A project can also add its own rules on top of these (and import them from a style guide), so the catalogue grows with your team’s conventions.

When a check finds something, it creates a violation. All violations collect in a single Violations inbox that you can sort and filter — by check, by file, by severity, or by status. It’s your one place to see “what looks off across this project.”

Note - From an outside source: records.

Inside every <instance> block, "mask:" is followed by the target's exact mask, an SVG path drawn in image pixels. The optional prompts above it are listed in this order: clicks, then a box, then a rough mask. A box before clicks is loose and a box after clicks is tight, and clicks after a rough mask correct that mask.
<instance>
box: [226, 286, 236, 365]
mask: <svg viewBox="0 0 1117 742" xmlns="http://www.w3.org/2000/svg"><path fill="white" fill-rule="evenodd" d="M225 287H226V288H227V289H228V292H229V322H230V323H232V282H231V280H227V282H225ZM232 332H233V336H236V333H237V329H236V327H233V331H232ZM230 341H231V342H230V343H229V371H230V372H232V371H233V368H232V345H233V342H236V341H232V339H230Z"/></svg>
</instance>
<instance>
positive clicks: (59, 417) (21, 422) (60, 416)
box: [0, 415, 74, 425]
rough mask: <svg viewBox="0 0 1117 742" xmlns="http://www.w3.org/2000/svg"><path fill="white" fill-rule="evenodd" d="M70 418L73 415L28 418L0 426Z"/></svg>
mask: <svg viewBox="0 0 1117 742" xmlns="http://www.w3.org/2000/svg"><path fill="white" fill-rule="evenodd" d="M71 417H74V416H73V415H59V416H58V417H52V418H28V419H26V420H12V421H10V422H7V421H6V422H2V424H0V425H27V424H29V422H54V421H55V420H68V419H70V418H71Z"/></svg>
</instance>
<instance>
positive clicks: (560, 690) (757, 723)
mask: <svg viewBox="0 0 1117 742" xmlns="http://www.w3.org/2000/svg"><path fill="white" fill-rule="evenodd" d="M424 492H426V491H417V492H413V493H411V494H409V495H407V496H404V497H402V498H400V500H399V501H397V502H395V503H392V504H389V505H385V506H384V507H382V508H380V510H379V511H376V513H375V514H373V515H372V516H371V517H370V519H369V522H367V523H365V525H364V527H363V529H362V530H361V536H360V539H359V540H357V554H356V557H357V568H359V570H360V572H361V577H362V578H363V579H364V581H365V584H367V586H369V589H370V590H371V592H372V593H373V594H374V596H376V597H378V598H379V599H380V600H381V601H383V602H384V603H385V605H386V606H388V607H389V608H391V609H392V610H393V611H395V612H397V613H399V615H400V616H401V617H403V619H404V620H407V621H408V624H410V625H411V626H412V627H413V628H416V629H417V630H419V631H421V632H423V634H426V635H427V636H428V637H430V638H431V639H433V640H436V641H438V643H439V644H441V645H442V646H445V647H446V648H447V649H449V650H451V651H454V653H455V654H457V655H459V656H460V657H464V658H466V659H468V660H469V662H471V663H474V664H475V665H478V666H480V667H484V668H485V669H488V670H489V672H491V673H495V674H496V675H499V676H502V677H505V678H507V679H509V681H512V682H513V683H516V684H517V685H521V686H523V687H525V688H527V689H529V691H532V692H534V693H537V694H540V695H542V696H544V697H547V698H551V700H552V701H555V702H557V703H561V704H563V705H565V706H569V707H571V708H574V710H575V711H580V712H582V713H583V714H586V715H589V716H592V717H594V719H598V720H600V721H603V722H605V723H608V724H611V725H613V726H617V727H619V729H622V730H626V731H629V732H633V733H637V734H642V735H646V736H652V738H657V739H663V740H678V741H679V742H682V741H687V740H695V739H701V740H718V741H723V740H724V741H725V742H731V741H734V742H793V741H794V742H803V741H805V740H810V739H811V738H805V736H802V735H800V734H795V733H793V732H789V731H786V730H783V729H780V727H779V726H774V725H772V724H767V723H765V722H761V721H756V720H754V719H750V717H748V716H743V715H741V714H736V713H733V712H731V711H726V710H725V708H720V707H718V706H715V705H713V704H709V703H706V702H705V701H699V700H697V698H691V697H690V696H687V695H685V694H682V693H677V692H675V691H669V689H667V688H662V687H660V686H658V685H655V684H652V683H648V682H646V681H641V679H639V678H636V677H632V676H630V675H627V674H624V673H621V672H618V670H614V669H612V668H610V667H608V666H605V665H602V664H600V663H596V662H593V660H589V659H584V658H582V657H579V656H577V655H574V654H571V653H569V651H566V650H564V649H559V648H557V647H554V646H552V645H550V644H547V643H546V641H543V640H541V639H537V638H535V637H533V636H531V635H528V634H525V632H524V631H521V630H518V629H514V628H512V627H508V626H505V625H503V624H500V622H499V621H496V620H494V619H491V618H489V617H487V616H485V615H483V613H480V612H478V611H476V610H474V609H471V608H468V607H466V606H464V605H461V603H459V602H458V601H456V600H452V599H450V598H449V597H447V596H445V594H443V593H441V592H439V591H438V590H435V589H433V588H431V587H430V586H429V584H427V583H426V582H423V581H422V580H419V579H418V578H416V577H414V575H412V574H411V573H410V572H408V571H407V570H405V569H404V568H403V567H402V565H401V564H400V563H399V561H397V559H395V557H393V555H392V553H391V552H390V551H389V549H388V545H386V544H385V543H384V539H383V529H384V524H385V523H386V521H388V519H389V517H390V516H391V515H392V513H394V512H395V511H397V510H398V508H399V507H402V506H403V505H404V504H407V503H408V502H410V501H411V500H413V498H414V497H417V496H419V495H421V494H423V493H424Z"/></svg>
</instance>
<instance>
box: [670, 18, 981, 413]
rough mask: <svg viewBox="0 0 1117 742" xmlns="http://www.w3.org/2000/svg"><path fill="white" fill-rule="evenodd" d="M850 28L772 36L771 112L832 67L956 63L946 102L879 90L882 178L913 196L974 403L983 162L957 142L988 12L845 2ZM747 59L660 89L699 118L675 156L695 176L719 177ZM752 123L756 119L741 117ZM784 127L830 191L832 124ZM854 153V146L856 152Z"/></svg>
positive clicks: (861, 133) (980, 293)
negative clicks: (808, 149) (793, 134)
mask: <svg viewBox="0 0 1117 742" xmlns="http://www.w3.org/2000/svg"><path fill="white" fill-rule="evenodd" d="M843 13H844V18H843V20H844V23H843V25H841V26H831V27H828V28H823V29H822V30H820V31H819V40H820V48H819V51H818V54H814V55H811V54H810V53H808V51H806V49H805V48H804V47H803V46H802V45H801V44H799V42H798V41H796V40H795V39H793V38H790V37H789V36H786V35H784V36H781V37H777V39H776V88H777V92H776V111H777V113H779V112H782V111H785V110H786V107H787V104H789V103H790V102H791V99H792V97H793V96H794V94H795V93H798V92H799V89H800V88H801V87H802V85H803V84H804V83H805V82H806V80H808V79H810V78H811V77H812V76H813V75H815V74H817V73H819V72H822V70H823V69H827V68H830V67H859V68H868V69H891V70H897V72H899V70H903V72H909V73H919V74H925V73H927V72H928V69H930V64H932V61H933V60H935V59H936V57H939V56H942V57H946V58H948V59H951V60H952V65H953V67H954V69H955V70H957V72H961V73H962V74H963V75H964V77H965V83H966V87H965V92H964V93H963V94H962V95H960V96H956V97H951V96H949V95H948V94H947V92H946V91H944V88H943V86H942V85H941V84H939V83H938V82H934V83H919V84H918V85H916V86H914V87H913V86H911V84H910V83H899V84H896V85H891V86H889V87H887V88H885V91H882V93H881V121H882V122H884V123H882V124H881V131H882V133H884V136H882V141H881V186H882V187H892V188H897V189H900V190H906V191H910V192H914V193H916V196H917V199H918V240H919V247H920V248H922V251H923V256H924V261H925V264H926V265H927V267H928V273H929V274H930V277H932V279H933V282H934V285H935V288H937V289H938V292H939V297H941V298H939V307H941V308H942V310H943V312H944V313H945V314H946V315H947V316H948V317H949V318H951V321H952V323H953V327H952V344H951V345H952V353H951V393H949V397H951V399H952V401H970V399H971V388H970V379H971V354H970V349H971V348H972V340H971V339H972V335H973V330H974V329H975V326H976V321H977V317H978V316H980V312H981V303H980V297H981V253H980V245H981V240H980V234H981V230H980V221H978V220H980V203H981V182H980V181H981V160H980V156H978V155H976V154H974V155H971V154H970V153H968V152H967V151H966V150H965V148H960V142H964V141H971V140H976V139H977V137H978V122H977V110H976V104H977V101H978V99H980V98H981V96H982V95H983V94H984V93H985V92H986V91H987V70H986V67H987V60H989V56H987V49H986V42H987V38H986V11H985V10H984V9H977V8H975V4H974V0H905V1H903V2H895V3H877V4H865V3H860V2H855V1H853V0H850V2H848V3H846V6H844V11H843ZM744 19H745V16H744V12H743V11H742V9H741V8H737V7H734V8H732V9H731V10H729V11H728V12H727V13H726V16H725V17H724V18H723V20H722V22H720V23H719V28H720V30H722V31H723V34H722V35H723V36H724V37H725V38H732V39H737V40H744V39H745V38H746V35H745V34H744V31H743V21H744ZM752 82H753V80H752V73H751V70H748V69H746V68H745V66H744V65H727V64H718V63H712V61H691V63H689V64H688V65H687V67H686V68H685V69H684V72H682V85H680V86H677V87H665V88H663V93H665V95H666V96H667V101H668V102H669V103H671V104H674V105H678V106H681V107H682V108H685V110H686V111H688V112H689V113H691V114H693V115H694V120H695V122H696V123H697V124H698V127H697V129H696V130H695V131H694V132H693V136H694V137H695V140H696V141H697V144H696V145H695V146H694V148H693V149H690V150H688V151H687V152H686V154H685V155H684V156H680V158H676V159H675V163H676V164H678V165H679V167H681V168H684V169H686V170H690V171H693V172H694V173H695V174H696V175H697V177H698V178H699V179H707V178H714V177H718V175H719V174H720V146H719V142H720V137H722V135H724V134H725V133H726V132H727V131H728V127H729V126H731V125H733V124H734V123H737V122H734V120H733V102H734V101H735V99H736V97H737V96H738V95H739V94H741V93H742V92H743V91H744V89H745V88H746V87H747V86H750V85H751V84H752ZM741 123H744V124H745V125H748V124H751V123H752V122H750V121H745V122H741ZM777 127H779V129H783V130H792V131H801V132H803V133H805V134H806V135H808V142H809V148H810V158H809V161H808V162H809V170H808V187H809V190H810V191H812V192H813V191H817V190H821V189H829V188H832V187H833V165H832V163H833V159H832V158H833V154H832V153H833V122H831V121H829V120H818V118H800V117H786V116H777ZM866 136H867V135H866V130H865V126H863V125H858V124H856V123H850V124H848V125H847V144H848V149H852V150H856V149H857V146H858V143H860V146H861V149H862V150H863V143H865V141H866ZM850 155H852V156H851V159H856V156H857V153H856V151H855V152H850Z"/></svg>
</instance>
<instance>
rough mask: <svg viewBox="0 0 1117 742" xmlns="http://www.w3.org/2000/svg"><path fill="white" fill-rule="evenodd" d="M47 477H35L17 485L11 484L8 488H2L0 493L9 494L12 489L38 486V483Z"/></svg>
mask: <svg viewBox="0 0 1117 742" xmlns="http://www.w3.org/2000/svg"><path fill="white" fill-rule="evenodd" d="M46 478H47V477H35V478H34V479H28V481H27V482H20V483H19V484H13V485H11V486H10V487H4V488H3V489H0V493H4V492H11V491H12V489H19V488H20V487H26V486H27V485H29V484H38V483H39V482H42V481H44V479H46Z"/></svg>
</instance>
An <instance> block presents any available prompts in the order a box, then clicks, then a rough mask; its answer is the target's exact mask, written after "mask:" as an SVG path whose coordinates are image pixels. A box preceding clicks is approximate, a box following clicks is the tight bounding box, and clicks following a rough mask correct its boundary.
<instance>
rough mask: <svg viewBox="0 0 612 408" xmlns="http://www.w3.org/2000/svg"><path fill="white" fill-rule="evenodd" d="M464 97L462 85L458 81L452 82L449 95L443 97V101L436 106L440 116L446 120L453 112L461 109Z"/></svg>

On a cell, a coloured marker shows whether the cell has a violation and how serious it is — red for a major issue, amber for a minor one, and nothing when the cell is clear. The same signal appears in both the cell list and the single-cell editor, so you can spot problem cells at a glance.

For each violation you can:

  • Fix the cell — edit it so the check passes; the violation clears on its own.
  • Apply an autofix — when a rule has an autofix defined, accept its suggested correction in one step.
  • Waive it — mark the violation as a false alarm so it stops flagging.
  • Tune the rule — adjust a check’s severity, or add and edit rules, in the project’s Rules area.

Violations are tracked separately from decay and health. A violation does not lower the Health Ring — checks answer “does this cell look like it has a problem?”, while health answers “has this been validated?” Keeping them separate means a single empty cell doesn’t distort your overall review progress.